Trey Grayson is now the head of the Institute of Politics at Harvard, but in 2010 he was McConnell’s hand-picked Senate candidate. Grayson said this week McConnell is firing an early shot across the bow of anyone thinking of challenging him in 2010, especially anyone from the right or the tea party.
McConnell already has $6 million in the bank for the race (last time he spent more than $20 million to defeat Bruce Lunsford). Putting Benton to work so early shows McConnell takes seriously the possibility of a challenge in 2014. It also shows his polling indicates the tea party is strong in Kentucky and is a force with which to be reckoned.

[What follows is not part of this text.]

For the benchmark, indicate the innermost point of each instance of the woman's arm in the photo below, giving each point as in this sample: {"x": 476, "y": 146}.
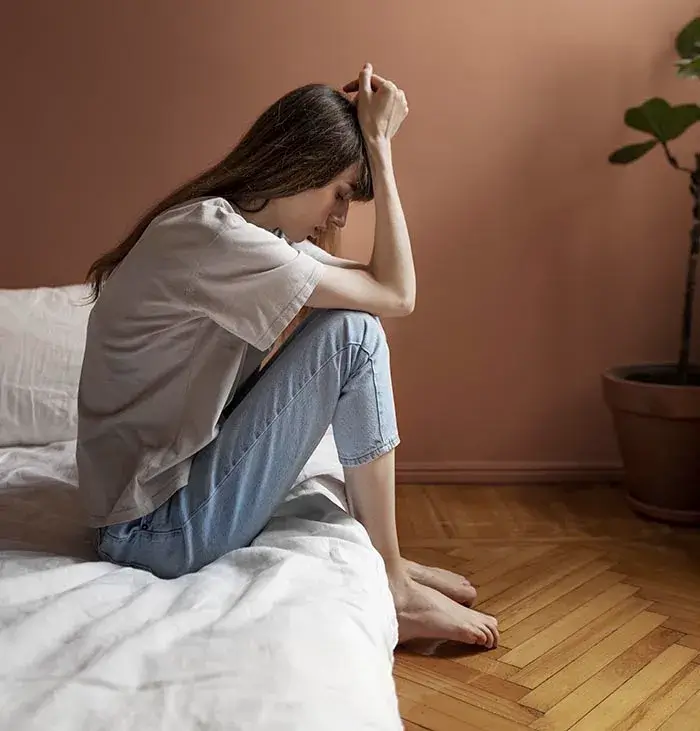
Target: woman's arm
{"x": 387, "y": 286}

Phil Moffett, the tea party candidate who nearly upset David Williams in the 2011 Republican gubernatorial primary and who is managing Thomas Massie’s 4th District congressional campaign, said three separate polls in this year’s 4th District primary indicated 58 or 59 percent of the district’s Republicans self-identify as tea party Republicans.
“That taught me a lesson, and I assume McConnell’s people are polling and see the same kind of thing,” Moffett told me last month.
It is a lesson McConnell learned without the benefit of polling. In 2010 McConnell genuinely believed a Rand Paul win in the Republican primary guaranteed a Republican loss in the fall. That is the reason McConnell publicly endorsed Grayson. It wasn’t personal loyalty or philosophical allegiance. McConnell was as stunned as anyone by the Rand Paul phenomenon. It didn’t take him long to respond and adjust.
Beginning with an awkward “unity rally” he orchestrated the week after the primary vote, McConnell cozied up to Paul, offered his campaign (which included Benton) valuable advice in the general election and actively campaigned for Paul. Slowly but methodically, McConnell earned the trust of Paul and his staff.
When Paul got to the Senate and behaved as if he could single-handedly solve the country’s fiscal woes, if only the Democratic leadership would allow votes on his bills and amendments, McConnell – the Minority Leader – gave Paul room to operate. Any advice he offered his younger colleague was in private. In public, he didn’t try to restrain Paul. He also watched amazed as Paul became a darling of the national media – a “rock star” is how one McConnell operative puts it.
Paul and his camp responded. Their alliance seems real. It may be politically expedient for both, and it is, but their personal relationship appears genuine at the same time. Paul routinely praises McConnell as the man leading the charge to repeal “Obamacare,” the number one priority on the tea party wish list. McConnell calls Paul a national leader.
As Moffett observed at the time he pointed out the wisdom of McConnell’s responding to tea party sentiment, the alliance benefits Paul, too.
“You can’t win an election with just tea party and Ron Paul voters on a national basis,” Moffett said. “You’ve got to generate broader support, a broadened appeal.” And it’s clear Paul has national ambitions.
McConnell once famously said: “You have to be elected before you can be a statesman.” So while some are surprised by Benton’s hiring, they shouldn’t be.